Amidst all the rhetoric in recent days from FIFA and UEFA over the separate issues of racism and World Cup slots, the bigger picture seems to be one of canny manoeuvrings being played out in front of the world’s media by Sepp Blatter and Michel Platini in order to gain the moral high ground.
“Anything you can do, I can do better” appears to be the basis of the rather silly (at best uncomfortable) mind games being employed by the respective presidents of football’s two main governing bodies.
Why do you think that is? The answer, surely, is that both are trying to influence public opinion in the build-up to what could well be a two-horse race for the top job in world football in 2015.
Blatter may not have mentioned his counterpart and one-time advisor by name during his speech at the English Football Association’s 150th anniversary gala dinner last weekend. But his remark that it was a ‘nonsense’ for racism to be dealt with either by fines or matches played behind closed doors was a clear dig at UEFA’s rules. And, by association therefore, Platini’s rules.
Blatter continued the same theme at a press conference in London 24 hours later when he called on football’s disciplinary authorities to impose suspensions or deduct points. The inference was all too obvious: that UEFA’s own crackdown on racism, announced last May, did not go far enough.
This time, surprisingly and without being prompted, Blatter almost admitted as much, revealing to reporters he had chatted “informally” to Platini about sanctions when they sat on the same table at London’s plush Connaught Rooms during the FA gala. According to Blatter, Platini’s take on the matter was that the FIFA President’s ideas were simply “too harsh.”
Then there is the tit-for-tat debate over future World Cup slots. Blatter may or may not have a point when he says it is unfair that the European and South American confederations lay claim to the majority of the World Cup berths when they account for significantly fewer member associations than Africa and Asia combined.
Maybe he was right to raise the disparity and remark that such a “flawed state of affairs must be rectified” but only the most naive observer could conclude that such comments have nothing to do with currying favour among the majority of FIFA members.
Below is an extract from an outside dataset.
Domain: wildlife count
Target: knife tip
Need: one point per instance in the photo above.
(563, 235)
Platini’s response, cleverly worded so as not to get the backs up of Africa and Asia, was to suggest that in order to bring about a fairer and more equitable distribution, why not increase the finals from 32 to 40 teams? Ouch. That moral high ground issue again. FIFA’s response? To downplay the very concept of enlargement, just as they did when Platini announced his expanded Euro 2020.
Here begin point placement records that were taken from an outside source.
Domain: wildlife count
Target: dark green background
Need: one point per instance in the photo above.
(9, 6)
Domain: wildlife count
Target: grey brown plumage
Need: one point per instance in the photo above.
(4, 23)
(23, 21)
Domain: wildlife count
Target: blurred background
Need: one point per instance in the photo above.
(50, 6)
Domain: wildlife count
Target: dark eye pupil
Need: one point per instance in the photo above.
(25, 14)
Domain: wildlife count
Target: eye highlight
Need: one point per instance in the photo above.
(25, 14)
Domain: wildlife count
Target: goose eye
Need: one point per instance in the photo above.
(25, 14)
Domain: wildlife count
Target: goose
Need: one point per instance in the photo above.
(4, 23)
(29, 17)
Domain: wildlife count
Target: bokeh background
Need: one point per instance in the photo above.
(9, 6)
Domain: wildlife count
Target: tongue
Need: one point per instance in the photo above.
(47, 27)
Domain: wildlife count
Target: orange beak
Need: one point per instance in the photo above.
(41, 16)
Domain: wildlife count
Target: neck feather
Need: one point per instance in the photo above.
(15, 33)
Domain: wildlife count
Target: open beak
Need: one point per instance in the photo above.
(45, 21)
Pot-stirring (I could use another less complimentary word that also ends in –stirring) is all part and parcel of the process of presidential elections, especially when it comes to football’s corridors of power. We have come to expect it.
For his part, Blatter is a past master at charming the pants off his audience, depending where in the world he finds himself. He may at times appear disingenuous but he is keenly perceptive to the ills of the game and often highly engaging.
Platini, who says he won’t make up his mind whether to run for FIFA president until after next year’s World Cup, couldn’t be more different: equally engaging in his own way with a dry wit and charmingly mischievous but an expert in suiting his own ends.
Both men have their own agendas, and both are perfectly at liberty to test public reaction before deciding whether to go for the biggest job in the sport. But the indirect finger-pointing – returning volley with counter-volley – does credit to neither party. An exercise in political tennis but one that is so unsubtle and already in danger of becoming worn.
And that’s before a full game has even been completed, let alone game, set and match.